Korean Chicken Wings

Ingredients

  • 1/2 C. peanut oil
  • 1/2 C. michiu rice wine
  • 3 1/2 t. soy sauce
  • 1 1/4 t. kosher salt
  • 1 t. toasted sesame oil
  • 1/2 t. granulated sugar
  • 2 lbs. chicken wings
  • 1 qt. vegetable oil for frying
  • 1/4 C. potato starch
  • 1/4 C. Wondra quick mixing flour

Preparation

Step 1

1. Place the peanut oil. rice wine, soy sauce, salt, sesame oil, and sugar in a large bowl and whisk to combine. Stir until the salt and sugar have completely dissolved.

2. Place the chicken wings in the marinade, toss to coat evenly, cover, and refrigerate 30 minutes.

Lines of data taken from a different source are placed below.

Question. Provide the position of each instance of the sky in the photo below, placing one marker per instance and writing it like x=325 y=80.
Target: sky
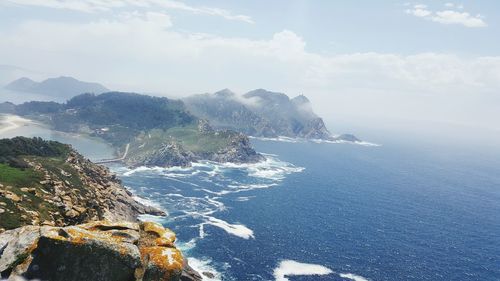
x=435 y=61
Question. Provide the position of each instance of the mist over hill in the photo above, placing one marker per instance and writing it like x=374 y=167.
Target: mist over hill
x=62 y=87
x=260 y=113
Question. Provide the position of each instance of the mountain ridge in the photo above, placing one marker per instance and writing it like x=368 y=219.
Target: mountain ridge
x=62 y=86
x=261 y=113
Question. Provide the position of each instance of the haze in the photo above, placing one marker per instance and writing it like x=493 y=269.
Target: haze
x=357 y=60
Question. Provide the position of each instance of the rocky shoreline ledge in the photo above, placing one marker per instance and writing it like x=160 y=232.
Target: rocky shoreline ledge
x=63 y=217
x=98 y=251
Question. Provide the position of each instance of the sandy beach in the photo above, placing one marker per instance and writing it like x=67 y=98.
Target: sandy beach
x=10 y=122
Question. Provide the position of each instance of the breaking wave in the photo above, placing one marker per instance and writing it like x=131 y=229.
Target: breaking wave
x=301 y=140
x=294 y=268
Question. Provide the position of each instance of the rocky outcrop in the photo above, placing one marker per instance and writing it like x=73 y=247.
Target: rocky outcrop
x=100 y=251
x=260 y=113
x=166 y=155
x=65 y=191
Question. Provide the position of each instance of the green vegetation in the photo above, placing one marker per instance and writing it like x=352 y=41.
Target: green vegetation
x=18 y=177
x=12 y=149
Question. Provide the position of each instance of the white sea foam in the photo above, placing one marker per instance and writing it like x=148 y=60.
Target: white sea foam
x=148 y=202
x=157 y=219
x=293 y=268
x=204 y=266
x=234 y=229
x=353 y=277
x=302 y=140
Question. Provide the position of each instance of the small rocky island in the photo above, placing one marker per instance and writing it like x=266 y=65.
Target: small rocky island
x=63 y=217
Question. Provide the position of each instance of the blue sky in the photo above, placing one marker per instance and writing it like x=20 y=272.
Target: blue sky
x=425 y=60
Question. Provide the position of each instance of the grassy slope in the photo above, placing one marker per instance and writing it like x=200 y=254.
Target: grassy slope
x=188 y=136
x=25 y=184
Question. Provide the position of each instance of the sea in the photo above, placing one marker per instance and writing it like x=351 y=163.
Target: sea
x=399 y=208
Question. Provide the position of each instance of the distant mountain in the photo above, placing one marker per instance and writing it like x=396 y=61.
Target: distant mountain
x=260 y=113
x=56 y=87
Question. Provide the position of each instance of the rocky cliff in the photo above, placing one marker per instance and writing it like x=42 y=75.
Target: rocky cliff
x=60 y=189
x=260 y=113
x=63 y=217
x=100 y=251
x=181 y=146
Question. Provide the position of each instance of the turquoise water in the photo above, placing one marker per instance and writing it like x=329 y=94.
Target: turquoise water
x=406 y=210
x=394 y=212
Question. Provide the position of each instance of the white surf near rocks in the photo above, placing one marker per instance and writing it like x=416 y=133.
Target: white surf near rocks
x=294 y=268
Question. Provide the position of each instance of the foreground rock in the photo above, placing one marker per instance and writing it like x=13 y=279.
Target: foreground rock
x=98 y=251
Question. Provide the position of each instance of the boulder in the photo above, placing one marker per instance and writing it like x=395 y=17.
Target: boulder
x=102 y=250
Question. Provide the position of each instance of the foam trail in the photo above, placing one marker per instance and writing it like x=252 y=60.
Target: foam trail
x=353 y=277
x=204 y=266
x=234 y=229
x=293 y=268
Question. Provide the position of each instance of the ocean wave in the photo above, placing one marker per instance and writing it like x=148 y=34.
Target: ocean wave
x=353 y=277
x=238 y=230
x=294 y=268
x=279 y=138
x=197 y=193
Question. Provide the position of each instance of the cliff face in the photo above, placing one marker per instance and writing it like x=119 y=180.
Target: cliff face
x=60 y=189
x=100 y=251
x=182 y=146
x=47 y=190
x=260 y=113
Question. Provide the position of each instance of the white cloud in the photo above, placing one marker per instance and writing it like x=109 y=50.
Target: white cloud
x=93 y=6
x=448 y=16
x=139 y=51
x=453 y=17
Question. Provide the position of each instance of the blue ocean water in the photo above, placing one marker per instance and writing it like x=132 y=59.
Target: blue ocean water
x=406 y=210
x=393 y=212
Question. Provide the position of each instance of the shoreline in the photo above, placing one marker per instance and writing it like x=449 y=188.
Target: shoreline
x=9 y=122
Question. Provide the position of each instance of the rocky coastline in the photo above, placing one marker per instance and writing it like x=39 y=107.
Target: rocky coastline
x=63 y=217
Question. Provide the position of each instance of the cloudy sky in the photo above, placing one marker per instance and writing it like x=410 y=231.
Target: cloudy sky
x=427 y=60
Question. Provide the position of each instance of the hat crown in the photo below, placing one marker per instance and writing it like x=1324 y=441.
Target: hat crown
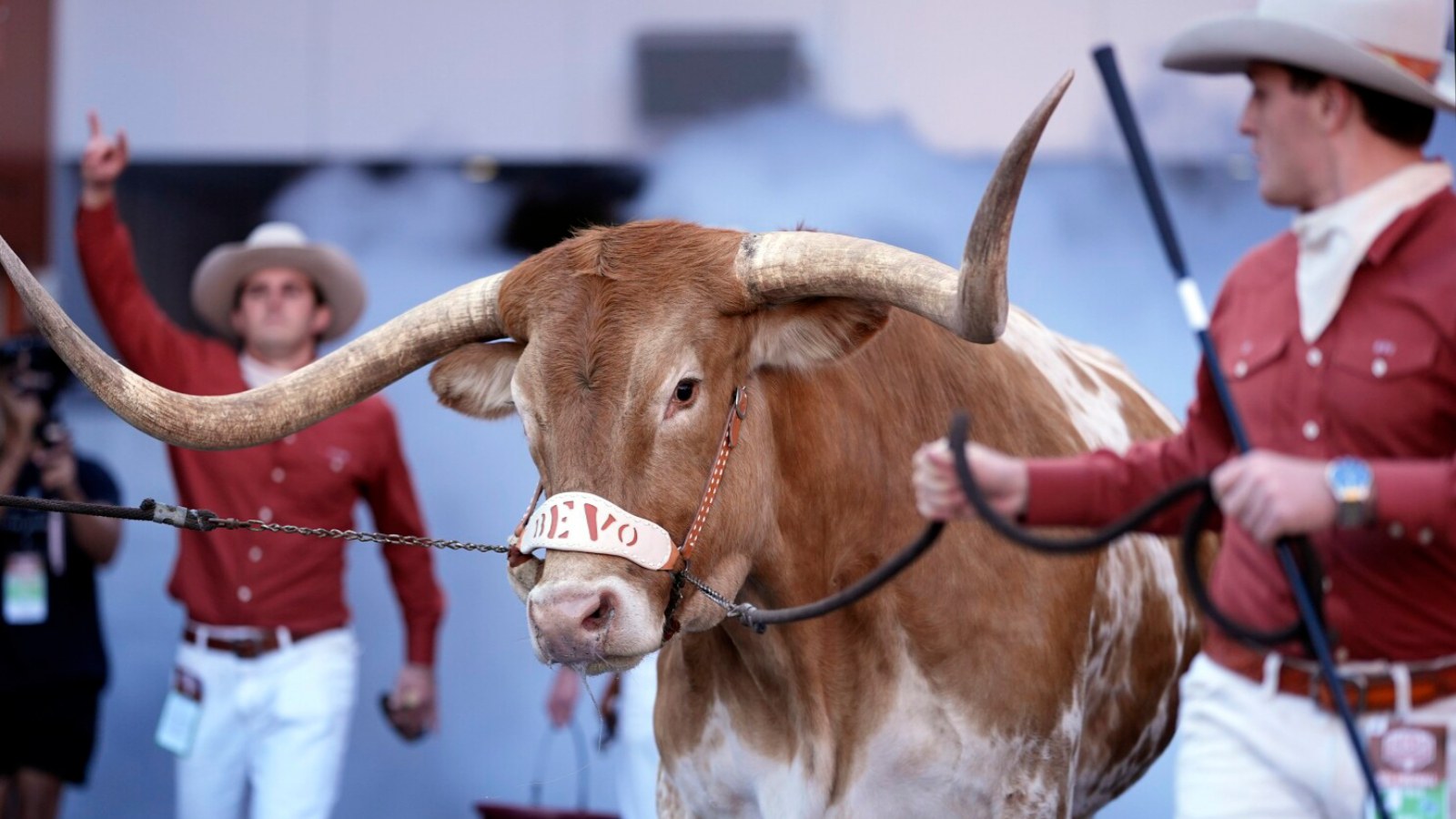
x=1414 y=28
x=277 y=235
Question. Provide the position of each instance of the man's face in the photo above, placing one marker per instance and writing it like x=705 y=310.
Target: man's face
x=1289 y=140
x=278 y=312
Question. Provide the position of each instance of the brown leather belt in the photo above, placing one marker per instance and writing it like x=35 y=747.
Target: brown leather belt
x=244 y=647
x=1373 y=691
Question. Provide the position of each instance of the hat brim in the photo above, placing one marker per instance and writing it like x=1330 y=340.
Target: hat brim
x=1228 y=46
x=215 y=288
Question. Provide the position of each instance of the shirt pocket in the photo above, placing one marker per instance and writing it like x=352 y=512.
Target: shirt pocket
x=1385 y=388
x=1254 y=372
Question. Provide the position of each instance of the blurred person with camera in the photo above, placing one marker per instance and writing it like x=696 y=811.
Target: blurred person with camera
x=266 y=676
x=53 y=659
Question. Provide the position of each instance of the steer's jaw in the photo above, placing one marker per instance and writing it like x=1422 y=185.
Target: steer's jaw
x=602 y=624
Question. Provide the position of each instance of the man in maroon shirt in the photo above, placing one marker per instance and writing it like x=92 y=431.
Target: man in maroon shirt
x=1340 y=344
x=267 y=669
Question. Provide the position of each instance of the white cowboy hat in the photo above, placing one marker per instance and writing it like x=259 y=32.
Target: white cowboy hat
x=1397 y=47
x=277 y=244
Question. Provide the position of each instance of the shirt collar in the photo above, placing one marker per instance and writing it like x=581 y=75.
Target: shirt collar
x=258 y=373
x=1334 y=239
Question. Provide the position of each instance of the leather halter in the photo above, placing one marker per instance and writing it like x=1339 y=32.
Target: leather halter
x=737 y=411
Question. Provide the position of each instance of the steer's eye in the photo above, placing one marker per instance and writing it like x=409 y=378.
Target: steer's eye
x=684 y=392
x=683 y=395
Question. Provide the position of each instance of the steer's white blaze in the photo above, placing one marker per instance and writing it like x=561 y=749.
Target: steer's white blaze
x=931 y=758
x=727 y=777
x=1096 y=413
x=1136 y=571
x=635 y=627
x=928 y=758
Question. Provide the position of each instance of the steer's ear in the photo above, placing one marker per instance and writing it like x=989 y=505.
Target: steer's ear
x=801 y=336
x=477 y=379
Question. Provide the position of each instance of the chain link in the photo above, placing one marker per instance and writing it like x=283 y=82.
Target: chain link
x=351 y=535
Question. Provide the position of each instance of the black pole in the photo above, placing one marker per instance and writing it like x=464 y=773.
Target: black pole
x=1198 y=322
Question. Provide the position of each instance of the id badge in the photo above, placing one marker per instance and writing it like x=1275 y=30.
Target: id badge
x=1411 y=767
x=181 y=713
x=25 y=601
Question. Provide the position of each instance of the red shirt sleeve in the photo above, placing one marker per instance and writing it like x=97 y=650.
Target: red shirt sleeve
x=146 y=339
x=1099 y=487
x=390 y=496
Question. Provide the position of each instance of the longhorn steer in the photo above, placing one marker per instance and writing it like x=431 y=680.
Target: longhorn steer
x=983 y=681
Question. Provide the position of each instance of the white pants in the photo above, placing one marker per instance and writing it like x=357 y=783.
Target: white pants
x=273 y=731
x=637 y=753
x=1249 y=751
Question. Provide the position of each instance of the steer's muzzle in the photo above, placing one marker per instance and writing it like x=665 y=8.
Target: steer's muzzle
x=572 y=624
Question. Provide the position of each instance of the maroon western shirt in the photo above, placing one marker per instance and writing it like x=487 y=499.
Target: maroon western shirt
x=310 y=479
x=1378 y=383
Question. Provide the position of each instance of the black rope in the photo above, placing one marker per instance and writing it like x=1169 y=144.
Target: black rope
x=198 y=521
x=1249 y=634
x=759 y=620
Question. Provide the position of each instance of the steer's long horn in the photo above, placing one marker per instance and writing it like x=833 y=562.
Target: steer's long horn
x=346 y=376
x=786 y=266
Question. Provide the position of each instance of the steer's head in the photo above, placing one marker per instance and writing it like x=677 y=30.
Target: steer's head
x=630 y=344
x=621 y=350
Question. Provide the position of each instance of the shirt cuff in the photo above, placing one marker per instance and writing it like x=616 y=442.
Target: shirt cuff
x=1417 y=494
x=1057 y=493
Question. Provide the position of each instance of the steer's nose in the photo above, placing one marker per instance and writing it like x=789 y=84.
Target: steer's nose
x=571 y=622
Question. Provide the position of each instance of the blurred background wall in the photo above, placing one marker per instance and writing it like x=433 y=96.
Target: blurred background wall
x=440 y=142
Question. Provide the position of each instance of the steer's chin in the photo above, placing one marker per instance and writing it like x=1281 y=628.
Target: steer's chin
x=619 y=653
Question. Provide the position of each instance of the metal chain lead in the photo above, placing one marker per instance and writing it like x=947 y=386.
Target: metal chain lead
x=351 y=535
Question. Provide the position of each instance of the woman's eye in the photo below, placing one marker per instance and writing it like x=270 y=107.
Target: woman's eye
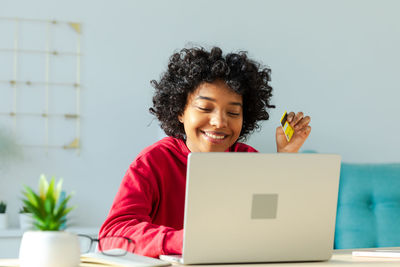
x=204 y=109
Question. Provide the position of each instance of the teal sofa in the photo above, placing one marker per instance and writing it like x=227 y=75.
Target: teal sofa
x=368 y=211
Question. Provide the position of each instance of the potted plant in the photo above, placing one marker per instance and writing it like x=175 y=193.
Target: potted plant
x=47 y=245
x=25 y=219
x=3 y=215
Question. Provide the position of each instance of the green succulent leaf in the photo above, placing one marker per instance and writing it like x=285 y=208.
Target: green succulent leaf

3. When the wings are done marinating, pour the vegetable oil into a Dutch oven or heavy pan (oil should be 3-4 inches deep). Heat over medium-high heat until oil temperature reaches 350 degrees. Meanwhile, line a baking sheet with paper towels and set aside.

4. Combine the potato starch and Wondra in a large bowl. Remove 5-7 wings from the marinade and place them in the Wondra mixture. Toss to coat them with a thin layer.

5. Fry for 7 minutes at a time. Repeat, working in batches, until completed.